Finalmente llegó el día, efectivos de las policías Metropolitana y Federal se aprestan a realizar un operativo conjunto en los edificios tomados desde el 6 de marzo. Algo que la justicia había determinado y no lo había logrado por oposición del Gobierno nacional. Mientras se lleva adelante el operativo, los "okupas" comenzaron a prender fuego algunas viviendas.
La Policía Metropolitana y la Federal desalojarán este lunes el complejo de viviendas ubicado en Lafuente y Castañares, en Bajo Flores, luego de la intimación de la Corte Suprema a los Gobiernos porteño y nacional.
El operativo estará a cargo del juez Luis Armella, quien en tres oportunidades dispuso el desalojo de los departamentos ocupados desde el 6 de marzo último, pero que no se concretó ante la falta de acuerdo entre los dos Ejecutivos.
Unas 180 personas que ocupan las viviendas serán trasladadas -si así lo aceptan- a centros de atención transitoria del Gobierno porteño, donde podrán recibir asistencia sanitaria y alimenticia, pero no dinero.
El pasado martes 17, la Corte Suprema intimó a los gobiernos de Mauricio Macri y Cristina Fernández de Kirchner a implementar un desalojo en conjunto. El primero sostenía que no podía actuar sólo y el segundo que era responsabilidad local.

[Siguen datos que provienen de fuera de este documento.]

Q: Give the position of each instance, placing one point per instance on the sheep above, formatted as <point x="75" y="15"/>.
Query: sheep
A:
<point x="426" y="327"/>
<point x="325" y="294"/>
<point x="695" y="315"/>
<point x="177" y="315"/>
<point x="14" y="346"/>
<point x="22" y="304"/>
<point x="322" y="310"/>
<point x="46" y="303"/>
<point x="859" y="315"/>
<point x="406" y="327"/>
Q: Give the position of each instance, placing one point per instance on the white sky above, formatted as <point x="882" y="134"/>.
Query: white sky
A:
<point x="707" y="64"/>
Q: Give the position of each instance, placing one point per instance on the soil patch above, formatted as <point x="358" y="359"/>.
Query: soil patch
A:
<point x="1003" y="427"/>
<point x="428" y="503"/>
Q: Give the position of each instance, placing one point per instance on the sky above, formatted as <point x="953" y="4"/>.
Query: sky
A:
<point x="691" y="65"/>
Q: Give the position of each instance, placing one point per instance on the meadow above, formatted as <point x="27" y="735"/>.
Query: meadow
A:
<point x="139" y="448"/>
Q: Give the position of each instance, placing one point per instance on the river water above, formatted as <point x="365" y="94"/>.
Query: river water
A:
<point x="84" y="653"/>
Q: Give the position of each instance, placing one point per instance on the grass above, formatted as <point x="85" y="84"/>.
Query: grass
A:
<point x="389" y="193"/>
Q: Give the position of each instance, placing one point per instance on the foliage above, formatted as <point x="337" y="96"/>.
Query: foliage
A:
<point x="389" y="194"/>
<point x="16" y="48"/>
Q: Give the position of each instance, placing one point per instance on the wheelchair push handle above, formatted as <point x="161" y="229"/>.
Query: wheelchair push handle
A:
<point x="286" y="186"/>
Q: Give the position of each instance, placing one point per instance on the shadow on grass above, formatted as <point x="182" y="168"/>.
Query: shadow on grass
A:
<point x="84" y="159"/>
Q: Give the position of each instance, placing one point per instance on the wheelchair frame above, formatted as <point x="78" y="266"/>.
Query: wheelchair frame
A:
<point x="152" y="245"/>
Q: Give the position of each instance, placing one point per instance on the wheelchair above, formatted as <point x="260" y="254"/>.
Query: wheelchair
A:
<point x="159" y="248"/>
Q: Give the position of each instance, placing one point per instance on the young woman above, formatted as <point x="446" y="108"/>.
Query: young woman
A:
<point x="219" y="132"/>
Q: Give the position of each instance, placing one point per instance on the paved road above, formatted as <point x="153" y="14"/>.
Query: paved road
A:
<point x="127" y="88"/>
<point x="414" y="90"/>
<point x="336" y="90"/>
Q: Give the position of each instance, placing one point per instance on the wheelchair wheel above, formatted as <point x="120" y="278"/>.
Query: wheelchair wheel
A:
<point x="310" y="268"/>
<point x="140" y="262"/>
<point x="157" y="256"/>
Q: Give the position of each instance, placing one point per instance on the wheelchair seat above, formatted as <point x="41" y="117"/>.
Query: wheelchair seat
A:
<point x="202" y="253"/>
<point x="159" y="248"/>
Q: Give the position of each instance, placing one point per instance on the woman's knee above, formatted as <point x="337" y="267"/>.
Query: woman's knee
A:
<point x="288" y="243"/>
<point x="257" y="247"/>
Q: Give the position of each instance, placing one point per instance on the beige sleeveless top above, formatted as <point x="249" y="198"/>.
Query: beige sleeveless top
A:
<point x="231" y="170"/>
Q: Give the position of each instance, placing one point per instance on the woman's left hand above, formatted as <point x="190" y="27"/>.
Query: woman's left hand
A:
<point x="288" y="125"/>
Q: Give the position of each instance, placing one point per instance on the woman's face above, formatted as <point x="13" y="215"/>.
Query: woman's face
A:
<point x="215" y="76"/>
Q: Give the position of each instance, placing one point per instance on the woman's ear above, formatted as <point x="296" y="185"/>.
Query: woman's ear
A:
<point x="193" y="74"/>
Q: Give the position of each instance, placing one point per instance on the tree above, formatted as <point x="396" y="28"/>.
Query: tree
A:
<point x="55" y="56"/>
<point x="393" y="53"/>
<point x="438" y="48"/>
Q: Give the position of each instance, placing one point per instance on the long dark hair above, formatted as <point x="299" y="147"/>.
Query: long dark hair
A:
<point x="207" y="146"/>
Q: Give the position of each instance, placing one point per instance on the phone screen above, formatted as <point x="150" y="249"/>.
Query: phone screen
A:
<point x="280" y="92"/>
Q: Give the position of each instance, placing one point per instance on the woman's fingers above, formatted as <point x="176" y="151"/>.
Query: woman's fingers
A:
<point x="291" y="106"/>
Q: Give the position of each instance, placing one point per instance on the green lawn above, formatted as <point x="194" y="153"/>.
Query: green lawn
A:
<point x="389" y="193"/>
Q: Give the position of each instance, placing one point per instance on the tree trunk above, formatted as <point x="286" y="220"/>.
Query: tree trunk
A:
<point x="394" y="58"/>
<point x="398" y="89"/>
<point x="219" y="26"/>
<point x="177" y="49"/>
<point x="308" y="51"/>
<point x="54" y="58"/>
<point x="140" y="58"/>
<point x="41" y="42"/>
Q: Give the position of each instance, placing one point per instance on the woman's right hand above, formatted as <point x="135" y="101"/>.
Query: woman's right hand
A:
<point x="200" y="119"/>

Ahora, ante la intimación, la Policía Metropolitana será quien ingrese al complejo habitacional y la Federal quien efectúe un cerco en las afueras, si fallara un primer contacto de negociadores porteños con los ocupantes.
Los edificios en cuestión fueron construidos por la Corporación del Sur para los habitantes de los asentamientos de El Pueblito y Luján, dos barrios de emergencia ubicados a la vera del Riachuelo.
La remoción de estas dos villas es necesaria para cumplir otra orden judicial, que le solicita al Gobierno capitalino limpiar el camino de sirga y continuar con el saneamiento de la cuenca Matanza-Riachuelo.
Mientras se producía el desalojo comenzaron a incendiarse, en principio, dos viviendas. Las llamas se iniciaron en medio del operativo que lleva adelante el Gobierno porteño con la Policía Federal, la Gendarmería y la Metropolitana. Un grupo de personas aceptó dejar el lugar voluntariamente.